Karl sagte: »Vielleicht wartet man, bis mehr Leute zusammenkommen. Es sind wirklich noch sehr wenig hier.«

»Möglich«, sagte der Mann, und sie schwiegen wieder. Es war auch schwer, im Lärm der Trompeten etwas zu verstehen. Aber dann flüsterte die Frau etwas ihrem Manne zu, er nickte, und sie rief gleich Karl an: »Könnten Sie nicht in die Rennbahn hinübergehen und fragen, wo die Aufnahme stattfindet?«

»Ja«, sagte Karl, »aber ich müßte über das Podium gehen, zwischen den Engeln durch.«

»Ist das so schwierig?« fragte die Frau.

Für Karl erschien ihr der Weg leicht, ihren Mann aber wollte sie nicht ausschicken.

»Nun ja«, sagte Karl, »ich werde gehen.«

»Sie sind sehr gefällig«, sagte die Frau, und sie wie auch ihr Mann drückten Karl die Hand.

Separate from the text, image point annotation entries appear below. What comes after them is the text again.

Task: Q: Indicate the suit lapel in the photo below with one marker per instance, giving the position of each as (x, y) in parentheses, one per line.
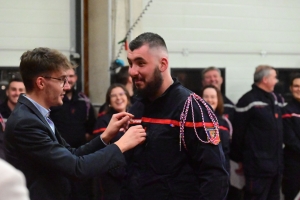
(23, 100)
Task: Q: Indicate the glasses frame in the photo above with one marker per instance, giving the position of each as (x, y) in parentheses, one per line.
(63, 81)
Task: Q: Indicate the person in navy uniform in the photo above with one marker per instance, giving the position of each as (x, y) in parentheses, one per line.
(212, 95)
(257, 137)
(291, 125)
(212, 76)
(181, 157)
(117, 100)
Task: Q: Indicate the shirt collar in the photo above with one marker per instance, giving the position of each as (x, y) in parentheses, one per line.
(45, 112)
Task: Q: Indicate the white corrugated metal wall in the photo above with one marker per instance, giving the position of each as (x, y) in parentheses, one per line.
(33, 23)
(232, 34)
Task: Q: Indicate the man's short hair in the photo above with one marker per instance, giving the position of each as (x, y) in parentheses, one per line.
(208, 69)
(41, 62)
(261, 71)
(151, 39)
(15, 79)
(293, 77)
(123, 75)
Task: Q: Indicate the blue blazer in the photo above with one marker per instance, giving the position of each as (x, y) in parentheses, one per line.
(46, 160)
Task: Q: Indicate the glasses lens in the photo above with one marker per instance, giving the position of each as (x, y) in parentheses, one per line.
(64, 82)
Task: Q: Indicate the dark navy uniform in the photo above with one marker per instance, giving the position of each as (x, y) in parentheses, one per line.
(224, 129)
(5, 113)
(257, 142)
(291, 174)
(74, 119)
(109, 184)
(157, 169)
(228, 108)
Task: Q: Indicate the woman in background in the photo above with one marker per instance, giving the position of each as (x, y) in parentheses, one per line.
(117, 100)
(291, 152)
(213, 97)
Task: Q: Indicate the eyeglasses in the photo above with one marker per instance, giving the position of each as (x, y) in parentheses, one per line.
(62, 80)
(118, 94)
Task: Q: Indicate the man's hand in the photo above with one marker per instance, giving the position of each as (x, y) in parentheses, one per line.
(133, 136)
(116, 122)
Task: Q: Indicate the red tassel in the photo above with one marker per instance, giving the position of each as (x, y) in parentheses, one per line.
(126, 45)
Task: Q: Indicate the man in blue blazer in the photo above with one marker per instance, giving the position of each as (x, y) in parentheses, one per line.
(34, 146)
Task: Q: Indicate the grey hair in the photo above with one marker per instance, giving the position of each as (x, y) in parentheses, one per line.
(211, 68)
(262, 71)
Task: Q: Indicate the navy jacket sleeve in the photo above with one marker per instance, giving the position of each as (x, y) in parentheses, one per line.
(291, 130)
(240, 124)
(29, 137)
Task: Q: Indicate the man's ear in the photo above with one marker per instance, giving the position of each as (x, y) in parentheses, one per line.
(221, 80)
(40, 83)
(164, 64)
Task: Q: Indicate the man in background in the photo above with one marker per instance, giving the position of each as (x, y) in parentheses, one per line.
(75, 121)
(258, 137)
(212, 76)
(14, 89)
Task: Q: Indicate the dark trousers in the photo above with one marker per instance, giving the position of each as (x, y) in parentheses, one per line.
(262, 188)
(291, 179)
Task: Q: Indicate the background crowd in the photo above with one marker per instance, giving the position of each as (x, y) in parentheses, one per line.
(260, 133)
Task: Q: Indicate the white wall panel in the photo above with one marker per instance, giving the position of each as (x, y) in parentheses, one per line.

Die Burschen liefen zusammen, um aus der Nähe zu sehen, wie Karl auf das Podium stieg. Es war, als bliesen die Frauen stärker, um den ersten Stellensuchenden zu begrüßen. Diejenigen aber, an deren Postament Karl gerade vorüberging, gaben sogar die Trompeten vom Munde und beugten sich zur Seite, um seinen Weg zu verfolgen. Karl sah auf dem anderen Ende des Podiums einen unruhig auf und ab gehenden Mann, der offenbar nur auf Leute wartete, um ihnen alle Auskunft zu geben, die man nur wünschen konnte. Karl wollte schon auf ihn zugehen, da hörte er über sich seinen Namen rufen.

»Karl!« rief der Engel. Karl sah auf und fing vor freudiger Überraschung zu lachen an. Es war Fanny.

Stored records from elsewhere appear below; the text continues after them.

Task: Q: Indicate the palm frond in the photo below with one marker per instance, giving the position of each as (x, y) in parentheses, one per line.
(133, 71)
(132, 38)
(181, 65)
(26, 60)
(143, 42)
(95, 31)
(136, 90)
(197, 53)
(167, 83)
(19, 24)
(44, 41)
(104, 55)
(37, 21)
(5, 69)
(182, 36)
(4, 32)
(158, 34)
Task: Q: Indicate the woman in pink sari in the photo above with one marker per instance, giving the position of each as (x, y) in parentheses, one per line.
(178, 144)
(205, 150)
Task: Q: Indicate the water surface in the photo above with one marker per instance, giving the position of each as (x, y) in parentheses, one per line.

»Fanny!« rief er und grüßte mit der Hand hinauf.

»Komm doch her!« rief Fanny. »Du wirst doch nicht an mir vorüberlaufen!« Und sie schlug die Tücher auseinander, so daß das Postament und eine schmale Treppe, die hinaufführte, freigelegt wurde.

»Ist es erlaubt, hinaufzugehen?« fragte Karl.

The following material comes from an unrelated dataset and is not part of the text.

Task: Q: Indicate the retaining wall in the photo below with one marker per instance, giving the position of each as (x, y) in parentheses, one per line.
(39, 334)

»Wer will uns verbieten, daß wir einander die Hand drücken!« rief Fanny und blickte sich erzürnt um, ob nicht etwa schon jemand mit dem Verbote käme. Karl lief aber schon die Treppe hinauf.

»Langsamer!« rief Fanny. »Das Postament und wir beide stürzen um!« Aber es geschah nichts, Karl kam glücklich bis zur letzten Stufe. »Sieh nur«, sagte Fanny, nachdem sie einander begrüßt hatten, »sieh nur, was für eine Arbeit ich bekommen habe.«

»Es ist ja schön«, sagte Karl und sah sich um. Alle Frauen in der Nähe hatten schon Karl bemerkt und kicherten. »Du bist fast die Höchste«, sagte Karl und streckte die Hand aus, um die Höhe der anderen abzumessen.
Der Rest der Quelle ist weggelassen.